The Alcort Sunfish empire began with a commercially unsuccessful ice boat design, some 50 boats made in the early 1960’s. CIBC member Al Heath bought one from Uncle Henry’s some years ago and has been sailing it hard and maintaining it little for many seasons. It sails well with un-modified Sunfish spars and sail, and is made from a few sticks of wood, ply, nuts and bolts, and angle iron runners.
The CIBC brain trust felt we should build a replica to tempt soft water sailors onto the hard stuff and a healthy ice addiction. Bill Buchholz of Apache Boat Works, Camden, was contracted to construct the craft forthwith.
Forthwith turned out to be 4 hours for the bare fuselage, the big bang. The space time continuum expanded exponentially to five days and $150 worth of materials, lumber yard 2 X 12, a bag of 3/8 ordinary shiny bolts, not even hot dipped galvanized let alone stainless, Titebond III glue, no epoxy, bits of plywood from around the shop, bed frame rails from the dump for runner angle steel (much harder than cold rolled), aluminum plate bits from the junk box, and a hand full of wood screws.
A somewhat worn but serviceable Sunfish rig was applied to what looks like a streamlined life raft.
The expensive items of a DN are missing; no $1000 mast, no $1000 sail, no $1000 runners, no $1000 hardware package, no $100 4X8 sheet of ply wood and $100 worth of Sitka spruce, no $100 worth of Epoxy and fancy varnish.
The time continuum is in the neighborhood of 40 hours. The boat was removed from the Buchholz shop after the fifth day to stop the clock. Some little stuff remained to be done like sharpening the angle steel runners, freeing up runner bolt holes so wet swelling wood doesn’t end the sailing day on a sour note and so forth. The space continuum is garage/basement.

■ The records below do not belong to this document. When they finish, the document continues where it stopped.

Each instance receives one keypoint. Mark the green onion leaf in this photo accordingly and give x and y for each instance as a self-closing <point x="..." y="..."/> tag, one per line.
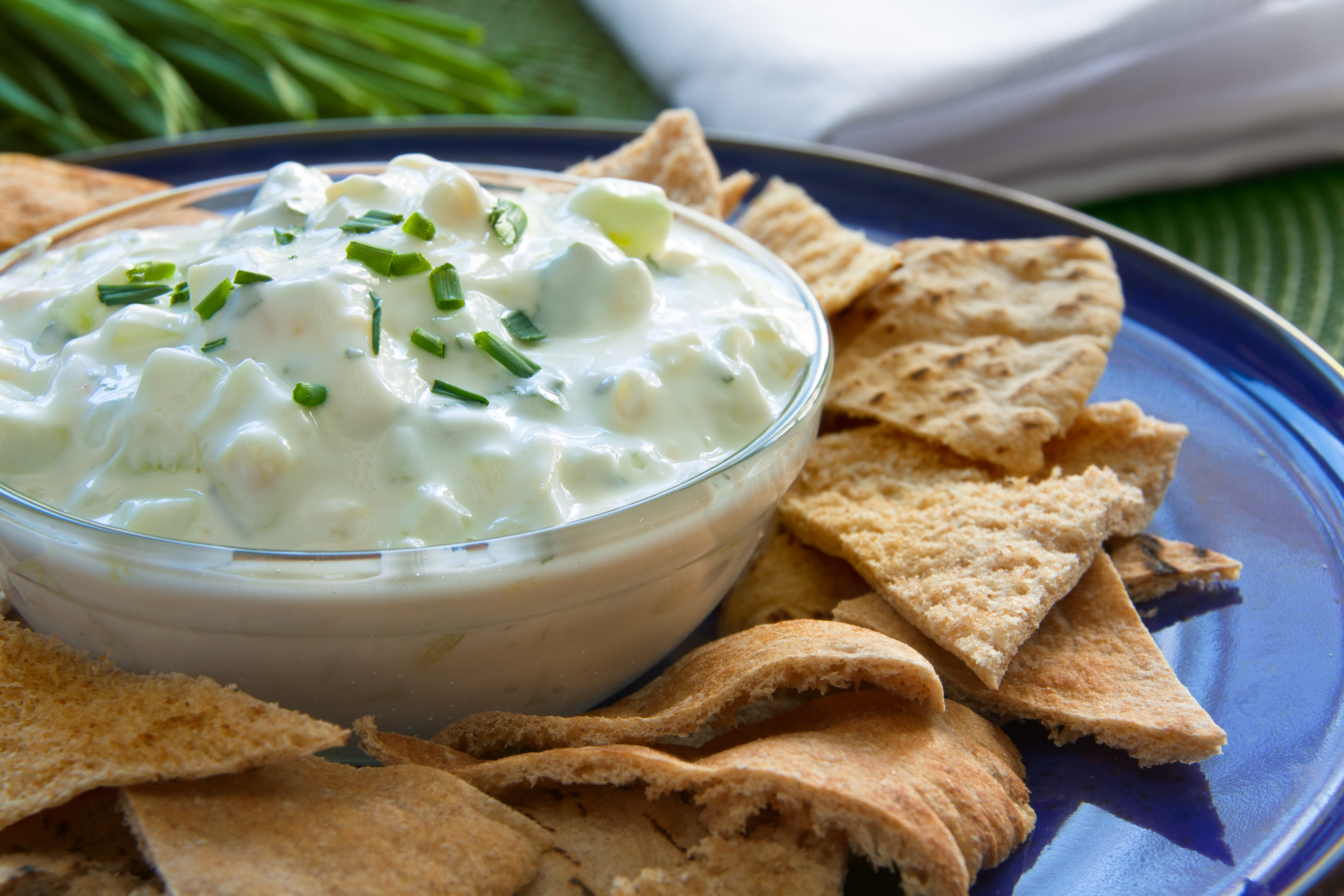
<point x="420" y="226"/>
<point x="514" y="361"/>
<point x="136" y="295"/>
<point x="406" y="264"/>
<point x="310" y="394"/>
<point x="150" y="271"/>
<point x="508" y="221"/>
<point x="447" y="288"/>
<point x="431" y="343"/>
<point x="214" y="300"/>
<point x="448" y="389"/>
<point x="522" y="327"/>
<point x="373" y="257"/>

The boat will sail. The Alcort guys paid some attention to DN foot print, tiller/steering arrangement, sheet run, etc. The low aspect Sunfish Lateen rig of 75 Square feet (as much as a skeeter !) will have sufficient power. The 12 inch wide plank should support robust skippers. In case of mishap it will float, even the runners float. No need to retrieve the boat with a grapnel in the Spring as with a “Skimmer”.
The “Cheapskate” can indeed be built on the cheap if the skipper does the work. Basic shop and wood working skills nearer the level of bird houses than stripper canoes or kitchen cabinetry is sufficient. A Thanksgiving start and application evenings and weekends should get onto the ice by New Year. Plans and written guidelines will appear soon.